This Article is From Jun 28, 2015

Government Rejects Cairn's Arbitration on Tax Dispute: Report

Government Rejects Cairn's Arbitration on Tax Dispute: Report
New Delhi: The government has rejected Cairn Energy UK's plea for arbitration over an Rs 10,247-crore tax dispute saying taxation is not covered under the UK-India Investment Promotion and Protection Treaty.

The Edinburgh-based firm has, however, challenged saying it had invoked the bilateral investment protection treaty clause as it has not been allowed to carry out its natural course of business.

Using the treaty, Cairn had last month named former Bulgarian minister and lawyer Stanimir A Alexandrov as its arbitrator and asked the government appoint its own judge on a three-member arbitration panel to go into the Rs 10,247-crore tax demand raised against it using retrospective taxation.

The Finance Ministry has replied to the notice saying it has been the consistent stand of Government of India that taxation is not covered under bilateral investment treaties, sources privy to the development said.

Cairn has retorted back saying it has not raised taxation under the treaty but it contending that by the government's action it has not been able to conduct is business in India.

After raising the tax demand over alleged capital gains it made on transfer of its India assets to a new company - Cairn India - in 2006, the Income-Tax Department barred it from selling its remaining 9.8 per cent stake in Cairn India.
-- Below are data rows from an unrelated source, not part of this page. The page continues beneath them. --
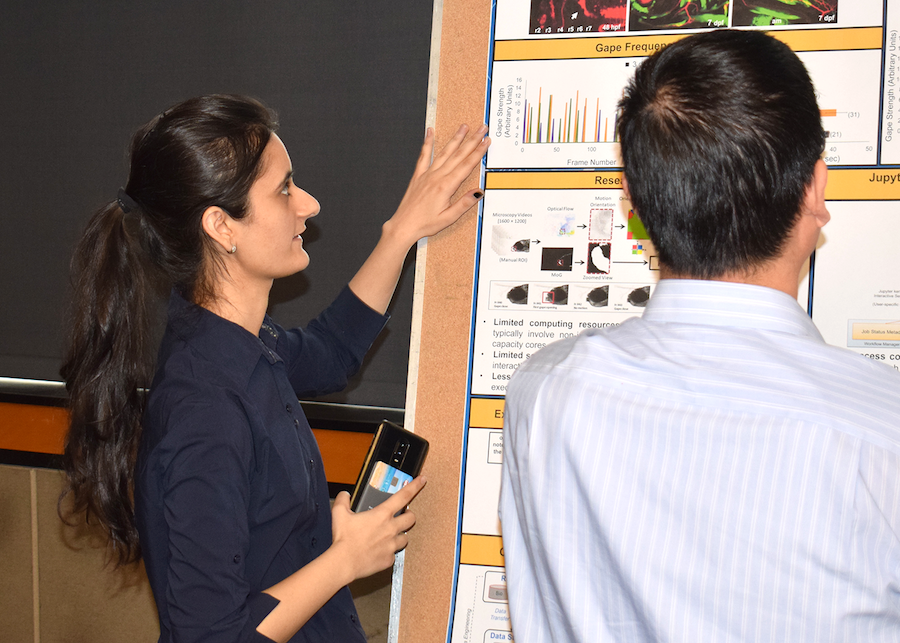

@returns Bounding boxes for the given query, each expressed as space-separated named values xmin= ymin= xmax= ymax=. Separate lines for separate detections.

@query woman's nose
xmin=297 ymin=188 xmax=320 ymax=219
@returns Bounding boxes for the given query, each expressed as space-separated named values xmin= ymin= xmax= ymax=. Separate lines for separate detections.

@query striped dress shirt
xmin=500 ymin=279 xmax=900 ymax=642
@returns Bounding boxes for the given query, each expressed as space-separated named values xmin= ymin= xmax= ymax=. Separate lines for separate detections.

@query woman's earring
xmin=229 ymin=244 xmax=237 ymax=254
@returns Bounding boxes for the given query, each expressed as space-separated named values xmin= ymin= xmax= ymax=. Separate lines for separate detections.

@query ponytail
xmin=60 ymin=199 xmax=158 ymax=565
xmin=59 ymin=94 xmax=276 ymax=565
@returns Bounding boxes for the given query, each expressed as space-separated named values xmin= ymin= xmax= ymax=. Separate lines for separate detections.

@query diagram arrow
xmin=615 ymin=224 xmax=625 ymax=229
xmin=613 ymin=260 xmax=648 ymax=265
xmin=532 ymin=239 xmax=541 ymax=245
xmin=577 ymin=224 xmax=587 ymax=229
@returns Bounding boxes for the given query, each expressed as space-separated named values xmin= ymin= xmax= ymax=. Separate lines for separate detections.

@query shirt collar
xmin=165 ymin=291 xmax=283 ymax=380
xmin=641 ymin=279 xmax=825 ymax=341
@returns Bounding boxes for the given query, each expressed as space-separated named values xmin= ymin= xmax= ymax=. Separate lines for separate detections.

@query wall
xmin=0 ymin=2 xmax=435 ymax=409
xmin=0 ymin=394 xmax=397 ymax=641
xmin=0 ymin=464 xmax=159 ymax=642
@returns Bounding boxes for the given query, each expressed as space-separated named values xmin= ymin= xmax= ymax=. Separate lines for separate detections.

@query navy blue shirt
xmin=135 ymin=287 xmax=388 ymax=643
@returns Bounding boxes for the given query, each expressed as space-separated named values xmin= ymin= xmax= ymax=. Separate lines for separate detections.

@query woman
xmin=61 ymin=94 xmax=489 ymax=642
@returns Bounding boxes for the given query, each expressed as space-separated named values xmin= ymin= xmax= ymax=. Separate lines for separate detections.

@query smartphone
xmin=350 ymin=420 xmax=428 ymax=512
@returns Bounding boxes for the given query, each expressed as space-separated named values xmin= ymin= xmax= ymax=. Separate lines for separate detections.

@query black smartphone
xmin=350 ymin=420 xmax=429 ymax=512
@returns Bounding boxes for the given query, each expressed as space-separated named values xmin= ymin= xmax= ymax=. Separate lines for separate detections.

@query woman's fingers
xmin=333 ymin=490 xmax=351 ymax=511
xmin=329 ymin=476 xmax=427 ymax=578
xmin=448 ymin=131 xmax=491 ymax=182
xmin=428 ymin=124 xmax=489 ymax=176
xmin=428 ymin=124 xmax=473 ymax=173
xmin=381 ymin=475 xmax=427 ymax=517
xmin=384 ymin=124 xmax=490 ymax=247
xmin=413 ymin=127 xmax=437 ymax=177
xmin=415 ymin=126 xmax=489 ymax=211
xmin=429 ymin=189 xmax=485 ymax=232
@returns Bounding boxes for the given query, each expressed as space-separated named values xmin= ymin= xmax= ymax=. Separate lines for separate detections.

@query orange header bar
xmin=494 ymin=27 xmax=882 ymax=61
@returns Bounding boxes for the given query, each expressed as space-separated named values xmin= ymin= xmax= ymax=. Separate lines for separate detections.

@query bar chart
xmin=799 ymin=49 xmax=881 ymax=166
xmin=487 ymin=58 xmax=639 ymax=168
xmin=487 ymin=48 xmax=881 ymax=169
xmin=521 ymin=88 xmax=618 ymax=145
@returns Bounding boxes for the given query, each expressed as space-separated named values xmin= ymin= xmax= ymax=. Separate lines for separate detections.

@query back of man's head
xmin=617 ymin=30 xmax=825 ymax=279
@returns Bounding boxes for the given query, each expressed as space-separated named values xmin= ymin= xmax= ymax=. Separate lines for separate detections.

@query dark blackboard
xmin=0 ymin=2 xmax=434 ymax=408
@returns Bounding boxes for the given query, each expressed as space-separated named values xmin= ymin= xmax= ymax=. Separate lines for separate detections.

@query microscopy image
xmin=589 ymin=208 xmax=614 ymax=241
xmin=557 ymin=215 xmax=577 ymax=237
xmin=530 ymin=0 xmax=627 ymax=35
xmin=507 ymin=284 xmax=529 ymax=305
xmin=733 ymin=0 xmax=837 ymax=27
xmin=491 ymin=225 xmax=514 ymax=256
xmin=587 ymin=242 xmax=611 ymax=274
xmin=490 ymin=281 xmax=531 ymax=308
xmin=587 ymin=285 xmax=610 ymax=307
xmin=627 ymin=209 xmax=650 ymax=240
xmin=629 ymin=0 xmax=730 ymax=31
xmin=541 ymin=284 xmax=569 ymax=305
xmin=627 ymin=285 xmax=651 ymax=307
xmin=541 ymin=247 xmax=574 ymax=271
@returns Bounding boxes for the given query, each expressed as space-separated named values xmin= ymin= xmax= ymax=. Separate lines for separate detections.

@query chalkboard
xmin=0 ymin=2 xmax=433 ymax=409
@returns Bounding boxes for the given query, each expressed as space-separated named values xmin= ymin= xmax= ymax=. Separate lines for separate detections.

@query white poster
xmin=446 ymin=3 xmax=900 ymax=641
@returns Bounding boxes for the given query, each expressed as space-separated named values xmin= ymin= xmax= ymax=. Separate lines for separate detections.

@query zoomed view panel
xmin=733 ymin=0 xmax=838 ymax=27
xmin=629 ymin=0 xmax=730 ymax=31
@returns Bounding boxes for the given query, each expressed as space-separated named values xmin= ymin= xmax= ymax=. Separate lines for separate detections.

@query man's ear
xmin=806 ymin=159 xmax=830 ymax=229
xmin=201 ymin=206 xmax=237 ymax=254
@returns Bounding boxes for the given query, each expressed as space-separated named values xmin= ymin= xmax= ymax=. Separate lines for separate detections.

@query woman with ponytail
xmin=61 ymin=94 xmax=490 ymax=643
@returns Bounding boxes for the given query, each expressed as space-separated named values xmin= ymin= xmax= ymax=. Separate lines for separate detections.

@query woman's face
xmin=230 ymin=134 xmax=319 ymax=283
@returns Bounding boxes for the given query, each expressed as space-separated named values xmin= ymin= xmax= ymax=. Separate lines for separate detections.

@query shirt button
xmin=315 ymin=502 xmax=320 ymax=511
xmin=309 ymin=459 xmax=315 ymax=467
xmin=294 ymin=419 xmax=300 ymax=428
xmin=233 ymin=554 xmax=241 ymax=564
xmin=349 ymin=614 xmax=357 ymax=624
xmin=285 ymin=403 xmax=292 ymax=413
xmin=311 ymin=537 xmax=317 ymax=548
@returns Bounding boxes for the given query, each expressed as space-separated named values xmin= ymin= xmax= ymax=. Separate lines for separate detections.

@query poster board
xmin=402 ymin=1 xmax=900 ymax=642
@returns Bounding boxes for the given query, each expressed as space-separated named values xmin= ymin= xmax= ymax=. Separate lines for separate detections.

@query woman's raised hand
xmin=383 ymin=124 xmax=491 ymax=248
xmin=347 ymin=124 xmax=490 ymax=314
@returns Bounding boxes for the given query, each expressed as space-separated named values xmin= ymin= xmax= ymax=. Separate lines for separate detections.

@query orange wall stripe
xmin=311 ymin=428 xmax=374 ymax=485
xmin=0 ymin=402 xmax=68 ymax=454
xmin=0 ymin=403 xmax=373 ymax=484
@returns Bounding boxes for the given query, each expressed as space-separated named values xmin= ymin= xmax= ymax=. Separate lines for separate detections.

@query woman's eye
xmin=281 ymin=184 xmax=290 ymax=196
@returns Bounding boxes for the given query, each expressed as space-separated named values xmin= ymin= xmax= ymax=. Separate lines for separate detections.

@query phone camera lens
xmin=391 ymin=441 xmax=409 ymax=466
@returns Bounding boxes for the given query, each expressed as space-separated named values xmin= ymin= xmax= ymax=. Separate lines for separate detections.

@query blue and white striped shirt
xmin=500 ymin=279 xmax=900 ymax=642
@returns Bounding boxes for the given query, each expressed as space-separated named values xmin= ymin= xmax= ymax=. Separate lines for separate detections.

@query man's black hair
xmin=617 ymin=30 xmax=825 ymax=278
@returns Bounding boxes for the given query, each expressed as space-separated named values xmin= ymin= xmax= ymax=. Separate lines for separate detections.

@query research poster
xmin=446 ymin=2 xmax=900 ymax=641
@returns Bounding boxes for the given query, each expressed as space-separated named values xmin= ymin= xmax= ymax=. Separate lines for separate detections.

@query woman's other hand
xmin=330 ymin=475 xmax=427 ymax=581
xmin=258 ymin=477 xmax=426 ymax=642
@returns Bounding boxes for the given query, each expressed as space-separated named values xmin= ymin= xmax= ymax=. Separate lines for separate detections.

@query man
xmin=500 ymin=30 xmax=900 ymax=642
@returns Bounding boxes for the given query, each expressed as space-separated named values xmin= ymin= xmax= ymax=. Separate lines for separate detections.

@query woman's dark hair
xmin=617 ymin=30 xmax=826 ymax=278
xmin=60 ymin=94 xmax=277 ymax=564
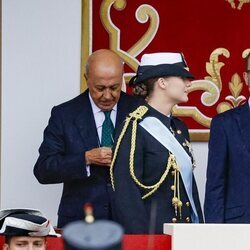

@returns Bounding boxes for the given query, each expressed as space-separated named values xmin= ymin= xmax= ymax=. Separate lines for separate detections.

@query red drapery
xmin=82 ymin=0 xmax=250 ymax=140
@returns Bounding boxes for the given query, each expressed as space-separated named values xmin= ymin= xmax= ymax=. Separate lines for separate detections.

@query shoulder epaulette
xmin=110 ymin=105 xmax=148 ymax=191
xmin=127 ymin=105 xmax=148 ymax=120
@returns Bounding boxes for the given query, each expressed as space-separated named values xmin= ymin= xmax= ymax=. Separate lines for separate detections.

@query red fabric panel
xmin=88 ymin=0 xmax=250 ymax=131
xmin=123 ymin=234 xmax=171 ymax=250
xmin=0 ymin=235 xmax=171 ymax=249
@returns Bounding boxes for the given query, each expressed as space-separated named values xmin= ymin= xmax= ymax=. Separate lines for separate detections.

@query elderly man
xmin=34 ymin=49 xmax=141 ymax=228
xmin=0 ymin=209 xmax=58 ymax=250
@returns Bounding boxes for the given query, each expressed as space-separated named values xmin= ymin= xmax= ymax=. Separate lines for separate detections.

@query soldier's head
xmin=129 ymin=52 xmax=194 ymax=104
xmin=0 ymin=209 xmax=59 ymax=250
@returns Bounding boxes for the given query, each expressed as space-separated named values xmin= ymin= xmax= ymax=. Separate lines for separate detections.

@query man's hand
xmin=85 ymin=147 xmax=112 ymax=167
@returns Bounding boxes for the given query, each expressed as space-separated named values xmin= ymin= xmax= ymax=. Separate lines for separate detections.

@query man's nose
xmin=28 ymin=245 xmax=33 ymax=250
xmin=103 ymin=89 xmax=112 ymax=99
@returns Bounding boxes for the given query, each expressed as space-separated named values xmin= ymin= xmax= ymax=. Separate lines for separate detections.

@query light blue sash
xmin=139 ymin=116 xmax=199 ymax=223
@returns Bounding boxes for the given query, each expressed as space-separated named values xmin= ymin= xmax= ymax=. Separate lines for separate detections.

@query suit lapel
xmin=235 ymin=102 xmax=250 ymax=154
xmin=116 ymin=92 xmax=128 ymax=126
xmin=75 ymin=91 xmax=99 ymax=150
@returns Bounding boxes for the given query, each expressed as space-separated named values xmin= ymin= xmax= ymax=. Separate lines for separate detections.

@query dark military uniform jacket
xmin=111 ymin=104 xmax=203 ymax=234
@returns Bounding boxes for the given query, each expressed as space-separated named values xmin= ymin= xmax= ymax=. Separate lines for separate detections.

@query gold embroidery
xmin=81 ymin=1 xmax=250 ymax=141
xmin=183 ymin=139 xmax=197 ymax=169
xmin=226 ymin=0 xmax=250 ymax=10
xmin=100 ymin=1 xmax=159 ymax=75
xmin=243 ymin=49 xmax=250 ymax=58
xmin=226 ymin=0 xmax=236 ymax=8
xmin=217 ymin=74 xmax=246 ymax=113
xmin=173 ymin=48 xmax=250 ymax=136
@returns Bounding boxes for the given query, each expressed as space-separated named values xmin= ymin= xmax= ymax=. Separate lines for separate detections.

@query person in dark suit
xmin=204 ymin=53 xmax=250 ymax=223
xmin=33 ymin=49 xmax=141 ymax=228
xmin=110 ymin=52 xmax=203 ymax=234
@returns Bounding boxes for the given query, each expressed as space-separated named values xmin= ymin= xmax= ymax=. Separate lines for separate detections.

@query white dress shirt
xmin=85 ymin=93 xmax=117 ymax=176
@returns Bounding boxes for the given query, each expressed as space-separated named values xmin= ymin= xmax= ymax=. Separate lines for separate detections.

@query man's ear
xmin=243 ymin=72 xmax=250 ymax=86
xmin=3 ymin=243 xmax=9 ymax=250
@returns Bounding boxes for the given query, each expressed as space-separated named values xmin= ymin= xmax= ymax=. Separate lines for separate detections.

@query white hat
xmin=129 ymin=52 xmax=194 ymax=86
xmin=0 ymin=208 xmax=60 ymax=237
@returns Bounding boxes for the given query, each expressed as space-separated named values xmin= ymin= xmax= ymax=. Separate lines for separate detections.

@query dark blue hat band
xmin=129 ymin=63 xmax=194 ymax=86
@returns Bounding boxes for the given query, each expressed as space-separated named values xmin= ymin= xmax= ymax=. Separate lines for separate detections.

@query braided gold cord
xmin=129 ymin=122 xmax=178 ymax=199
xmin=141 ymin=154 xmax=177 ymax=199
xmin=110 ymin=104 xmax=179 ymax=201
xmin=110 ymin=106 xmax=148 ymax=190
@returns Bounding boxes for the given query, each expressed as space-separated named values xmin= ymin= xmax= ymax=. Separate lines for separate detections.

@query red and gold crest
xmin=81 ymin=0 xmax=250 ymax=140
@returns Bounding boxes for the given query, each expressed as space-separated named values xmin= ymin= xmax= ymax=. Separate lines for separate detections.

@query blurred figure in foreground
xmin=63 ymin=204 xmax=123 ymax=250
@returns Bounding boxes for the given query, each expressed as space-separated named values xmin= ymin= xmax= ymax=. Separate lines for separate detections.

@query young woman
xmin=110 ymin=52 xmax=204 ymax=234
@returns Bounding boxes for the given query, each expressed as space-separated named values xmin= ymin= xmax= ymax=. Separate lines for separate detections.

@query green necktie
xmin=101 ymin=111 xmax=114 ymax=147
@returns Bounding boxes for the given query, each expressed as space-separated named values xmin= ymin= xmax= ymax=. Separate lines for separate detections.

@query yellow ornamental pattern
xmin=81 ymin=0 xmax=250 ymax=140
xmin=226 ymin=0 xmax=250 ymax=9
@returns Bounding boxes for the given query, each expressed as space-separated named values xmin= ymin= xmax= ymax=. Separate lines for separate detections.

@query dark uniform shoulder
xmin=128 ymin=105 xmax=149 ymax=120
xmin=171 ymin=116 xmax=188 ymax=129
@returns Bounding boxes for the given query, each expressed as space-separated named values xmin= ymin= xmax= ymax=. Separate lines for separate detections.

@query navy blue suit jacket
xmin=204 ymin=102 xmax=250 ymax=223
xmin=34 ymin=90 xmax=141 ymax=227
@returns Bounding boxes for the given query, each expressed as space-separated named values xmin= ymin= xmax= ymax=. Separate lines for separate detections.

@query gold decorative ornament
xmin=217 ymin=73 xmax=246 ymax=113
xmin=243 ymin=49 xmax=250 ymax=58
xmin=226 ymin=0 xmax=250 ymax=9
xmin=183 ymin=139 xmax=197 ymax=169
xmin=172 ymin=47 xmax=249 ymax=141
xmin=81 ymin=1 xmax=250 ymax=141
xmin=99 ymin=0 xmax=159 ymax=74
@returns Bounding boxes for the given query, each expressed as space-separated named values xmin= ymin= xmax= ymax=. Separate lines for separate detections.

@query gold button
xmin=177 ymin=130 xmax=182 ymax=134
xmin=186 ymin=217 xmax=190 ymax=223
xmin=171 ymin=171 xmax=175 ymax=176
xmin=172 ymin=218 xmax=177 ymax=223
xmin=177 ymin=201 xmax=182 ymax=207
xmin=171 ymin=185 xmax=175 ymax=191
xmin=186 ymin=202 xmax=190 ymax=207
xmin=182 ymin=142 xmax=186 ymax=146
xmin=172 ymin=197 xmax=178 ymax=205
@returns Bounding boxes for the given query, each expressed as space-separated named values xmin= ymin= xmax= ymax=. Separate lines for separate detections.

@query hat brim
xmin=0 ymin=209 xmax=60 ymax=237
xmin=130 ymin=64 xmax=194 ymax=86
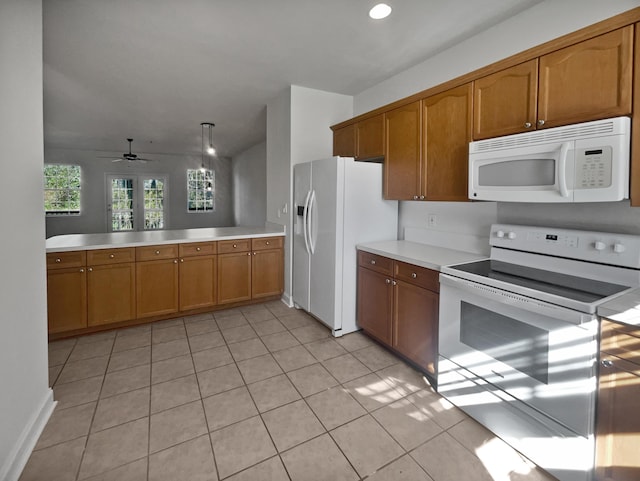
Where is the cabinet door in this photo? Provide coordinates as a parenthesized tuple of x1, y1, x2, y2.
(384, 101, 422, 200)
(423, 83, 473, 201)
(136, 259, 179, 318)
(87, 263, 136, 326)
(217, 252, 252, 304)
(333, 124, 356, 157)
(595, 355, 640, 481)
(179, 255, 217, 311)
(538, 26, 633, 129)
(393, 280, 439, 375)
(252, 249, 283, 299)
(356, 114, 384, 160)
(47, 267, 87, 333)
(357, 266, 393, 345)
(473, 60, 538, 139)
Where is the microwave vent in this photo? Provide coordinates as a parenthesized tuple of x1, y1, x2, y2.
(471, 117, 627, 153)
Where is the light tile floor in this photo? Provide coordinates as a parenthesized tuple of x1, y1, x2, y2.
(23, 301, 558, 481)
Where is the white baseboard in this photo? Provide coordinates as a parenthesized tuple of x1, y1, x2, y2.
(280, 293, 293, 307)
(1, 389, 56, 481)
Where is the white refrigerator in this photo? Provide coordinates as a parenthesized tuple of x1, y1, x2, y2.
(293, 156, 398, 336)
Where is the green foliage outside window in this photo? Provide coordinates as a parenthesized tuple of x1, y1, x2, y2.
(44, 164, 81, 215)
(187, 169, 214, 212)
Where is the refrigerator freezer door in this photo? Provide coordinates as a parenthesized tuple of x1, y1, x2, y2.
(308, 158, 342, 331)
(293, 162, 312, 311)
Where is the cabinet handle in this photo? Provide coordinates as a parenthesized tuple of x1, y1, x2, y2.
(266, 241, 270, 245)
(196, 247, 201, 252)
(413, 195, 419, 200)
(524, 122, 532, 128)
(109, 254, 115, 259)
(411, 272, 417, 279)
(155, 250, 160, 255)
(80, 268, 85, 273)
(55, 258, 61, 263)
(537, 119, 545, 126)
(173, 259, 178, 264)
(385, 278, 391, 284)
(180, 259, 184, 263)
(419, 195, 425, 200)
(392, 280, 397, 286)
(233, 244, 237, 248)
(247, 252, 251, 256)
(601, 359, 614, 368)
(370, 259, 376, 265)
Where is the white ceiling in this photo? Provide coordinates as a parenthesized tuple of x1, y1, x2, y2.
(43, 0, 543, 158)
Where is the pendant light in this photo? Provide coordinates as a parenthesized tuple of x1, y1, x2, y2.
(200, 122, 215, 192)
(200, 122, 215, 172)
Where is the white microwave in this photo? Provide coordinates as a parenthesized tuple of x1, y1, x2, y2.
(468, 116, 630, 203)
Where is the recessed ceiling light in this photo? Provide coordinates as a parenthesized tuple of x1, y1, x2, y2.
(369, 3, 392, 20)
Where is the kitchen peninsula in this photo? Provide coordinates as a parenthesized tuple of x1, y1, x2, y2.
(45, 226, 285, 338)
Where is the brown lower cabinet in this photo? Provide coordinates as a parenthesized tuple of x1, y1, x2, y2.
(357, 250, 439, 378)
(595, 319, 640, 481)
(87, 263, 136, 326)
(47, 265, 87, 334)
(46, 237, 284, 335)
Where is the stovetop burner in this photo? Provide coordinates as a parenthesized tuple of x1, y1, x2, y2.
(448, 259, 629, 303)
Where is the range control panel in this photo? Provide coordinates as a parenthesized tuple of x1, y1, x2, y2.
(490, 224, 640, 268)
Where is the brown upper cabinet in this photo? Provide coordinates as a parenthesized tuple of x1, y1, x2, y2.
(539, 26, 633, 128)
(384, 100, 422, 200)
(333, 124, 356, 157)
(333, 115, 384, 160)
(473, 27, 633, 139)
(355, 114, 384, 160)
(473, 60, 539, 140)
(383, 84, 472, 202)
(423, 83, 473, 201)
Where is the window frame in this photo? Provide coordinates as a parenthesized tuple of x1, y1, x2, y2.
(106, 174, 169, 232)
(186, 168, 215, 213)
(44, 164, 82, 216)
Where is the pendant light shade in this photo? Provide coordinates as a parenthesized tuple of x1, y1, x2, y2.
(200, 122, 215, 170)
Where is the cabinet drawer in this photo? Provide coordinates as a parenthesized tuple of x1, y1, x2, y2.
(87, 248, 135, 266)
(394, 261, 439, 292)
(136, 244, 178, 261)
(358, 251, 393, 276)
(218, 239, 251, 254)
(252, 236, 283, 251)
(47, 251, 86, 269)
(179, 242, 217, 257)
(601, 320, 640, 366)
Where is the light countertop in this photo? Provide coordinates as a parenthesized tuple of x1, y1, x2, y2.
(357, 240, 487, 271)
(46, 226, 285, 253)
(598, 288, 640, 326)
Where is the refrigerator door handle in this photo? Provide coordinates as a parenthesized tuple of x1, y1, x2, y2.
(302, 190, 312, 255)
(308, 190, 317, 254)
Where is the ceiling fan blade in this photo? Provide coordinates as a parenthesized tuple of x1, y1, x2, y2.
(111, 158, 124, 162)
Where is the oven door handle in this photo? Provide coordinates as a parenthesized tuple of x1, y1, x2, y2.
(439, 274, 593, 326)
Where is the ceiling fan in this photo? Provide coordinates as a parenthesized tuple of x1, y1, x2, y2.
(100, 138, 156, 163)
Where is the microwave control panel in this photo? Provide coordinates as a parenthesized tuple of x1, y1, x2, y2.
(575, 146, 612, 189)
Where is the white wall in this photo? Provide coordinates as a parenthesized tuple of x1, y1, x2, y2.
(353, 0, 640, 237)
(266, 86, 353, 303)
(232, 141, 267, 226)
(44, 148, 234, 237)
(0, 2, 55, 480)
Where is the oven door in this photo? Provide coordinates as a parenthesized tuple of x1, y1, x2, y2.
(439, 274, 597, 437)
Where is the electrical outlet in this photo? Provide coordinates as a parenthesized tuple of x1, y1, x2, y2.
(428, 214, 437, 227)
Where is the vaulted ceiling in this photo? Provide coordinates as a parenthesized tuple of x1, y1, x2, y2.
(43, 0, 543, 158)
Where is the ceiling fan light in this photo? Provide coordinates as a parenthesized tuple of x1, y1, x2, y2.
(369, 3, 392, 19)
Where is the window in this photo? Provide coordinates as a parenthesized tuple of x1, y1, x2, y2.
(44, 164, 81, 215)
(187, 169, 214, 212)
(107, 175, 167, 232)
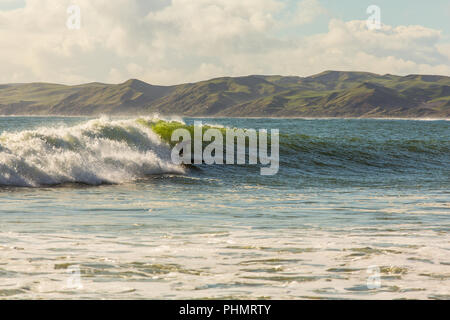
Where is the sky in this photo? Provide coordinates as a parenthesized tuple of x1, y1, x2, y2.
(0, 0, 449, 85)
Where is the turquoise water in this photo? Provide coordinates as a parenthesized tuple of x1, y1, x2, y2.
(0, 116, 449, 299)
The move, the UK firm says, is hampering it from conducting its business, which includes sale of its remainder stake, sources said.

Also, the value of the stake has halved since the freeze and the firm is seeking compensation for the diminution in value of the attached shares, they said.

Once the government names its arbitrator, a neutral international judge will be appointed as presiding arbitrator.

The internal reorganisation was fully disclosed to relevant agencies and ministries including Income Tax Department in 2006-07, the company says, adding that it would not have undertaken the internal reorganisation if it had received any indication that its purely internal transaction would be subject to capital gains tax.

Prior to the previous UPA government bringing a new law in 2012 to tax share transfer retrospectively, foreign firms - filing returns in their respective jurisdictions - were not required to file tax returns in India. Cairn Energy, being based outside India, too did not file returns.

The Income Tax Department says Cairn Energy allegedly made a capital gain of Rs 24,503.50 crore in 2006 while transferring all its India assets to a new company, Cairn India, and getting it listed on the stock exchanges.

Cairn Energy, which had in 2011 sold a majority stake in its Indian unit to mining group Vedanta for $8.67 billion, still holds a 9.8 per cent stake in Cairn India. In January last year, the I-T department barred it from selling this stake.